As I flung weed-and-feed throughout my children’s outdoor play area, I did not know that a growing body of research had linked it to a variety of cancers, that a study in Kansas found that farmers exposed to 2 4-D for twenty or more days a year were six times more likely to develop non-Hodgkin’s lymphoma, that another study by the National Cancer Institute found that dogs were twice as likely to develop lymphoma if their owners used 2, 4-D on their lawns, that in Los Angeles, pediatric cancers were linked to parental exposure to pesticides during pregnancy, and that in Denver, children whose yards were treated with pesticides were four times more likely to have soft-tissue cancers than kids whose yards were not (Jenkins 182).

It wasn’t until 2004 when my son, Drew’s, pediatric urologist claimed that Drew’s birth defect was caused by some unknown environmental exposure during my pregnancy that I began to consider the impact of toxins on my family.  Then, in 2006 when my husband was diagnosed at 33 with an environmental cancer with no known genetic link, I ceased the annual weed-and-feed treatment of my yard.

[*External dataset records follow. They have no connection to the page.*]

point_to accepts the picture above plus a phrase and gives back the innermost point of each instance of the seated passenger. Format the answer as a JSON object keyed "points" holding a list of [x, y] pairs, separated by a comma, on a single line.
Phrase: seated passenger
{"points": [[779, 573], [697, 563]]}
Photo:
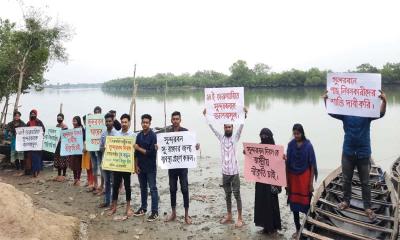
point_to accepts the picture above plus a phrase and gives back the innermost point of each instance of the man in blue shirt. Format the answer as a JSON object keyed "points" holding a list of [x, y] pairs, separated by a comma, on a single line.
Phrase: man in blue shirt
{"points": [[357, 153], [146, 168], [106, 173]]}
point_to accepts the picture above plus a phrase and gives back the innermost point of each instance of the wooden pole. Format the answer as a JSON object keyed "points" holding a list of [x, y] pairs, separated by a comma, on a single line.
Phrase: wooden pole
{"points": [[133, 101], [165, 105]]}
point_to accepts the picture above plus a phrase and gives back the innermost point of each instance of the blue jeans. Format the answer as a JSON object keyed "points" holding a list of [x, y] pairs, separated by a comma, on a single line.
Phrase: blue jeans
{"points": [[96, 158], [148, 179], [363, 166], [107, 185]]}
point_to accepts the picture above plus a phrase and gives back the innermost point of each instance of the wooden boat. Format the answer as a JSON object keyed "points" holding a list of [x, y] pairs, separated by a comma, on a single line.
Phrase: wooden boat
{"points": [[395, 173], [325, 221]]}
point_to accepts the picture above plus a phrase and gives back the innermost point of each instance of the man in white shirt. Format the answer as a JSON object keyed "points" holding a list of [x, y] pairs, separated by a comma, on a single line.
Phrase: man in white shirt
{"points": [[230, 169]]}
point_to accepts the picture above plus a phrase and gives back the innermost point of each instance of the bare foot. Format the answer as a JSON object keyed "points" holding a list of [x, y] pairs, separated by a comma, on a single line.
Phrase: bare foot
{"points": [[226, 220], [129, 213], [171, 218], [188, 220], [112, 211], [239, 223]]}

Now, unfolding my canvas chair in the squishy grass oozing with mud, I watch as my youngest son, Ben throws himself about the field with joyful abandon.  Ben loves to run; he loves to kick, but more than anything Ben loves to throw himself in the grass.  After a hard kick or a fast break, he rolls about on the ground.  From the sidelines, I wonder what other ingredients are added to the soup of grass and mud that smear Ben’s clothes and skin.  Children are particularly vulnerable to environmental toxins because of their small size, their inability to fully detoxify and excrete chemicals from their bodies, the porous nature of their blood-brain barrier and their underdeveloped mechanisms for repairing damage due to toxic exposures (President’s 5).  Scrambling up from the grass, Ben flashes me a wide grin, top tooth missing.  “Did you see me?” his face says.  His golden hair is wet with sweat and rain, mud streaks his full cheeks.  I sigh, knowing I can’t let this issue slide. 

Works Cited

Jenkins, McKay.  (2011). What’s Gotten Into Us? Staying Healthy in a Toxic World.   New York: Random House.

President's Cancer Panel 2008-2009 Annual Report: Reducing Environmental Cancer Risk: What We Can Do Now.   National Cancer Institute.


    Polly Schlaff

    I am the single mother of three young boys and a widow.  In December of 2008, I lost my 35-year-old husband, Doug, to cancer.  Before Doug's diagnosis, I assumed that safeguards were in place to protect my family from known toxins. 

    Following Doug's death, I learned that more than 80,000 chemicals are produced and marketed in the U.S. with virtually no regulation, exposing American families daily without their permission or knowledge  to numerous toxins that have the ability to devastate their health and their futures. 

    This blog is in an attempt to compile and communicate what I have learned and to share Doug's story and the story of our family.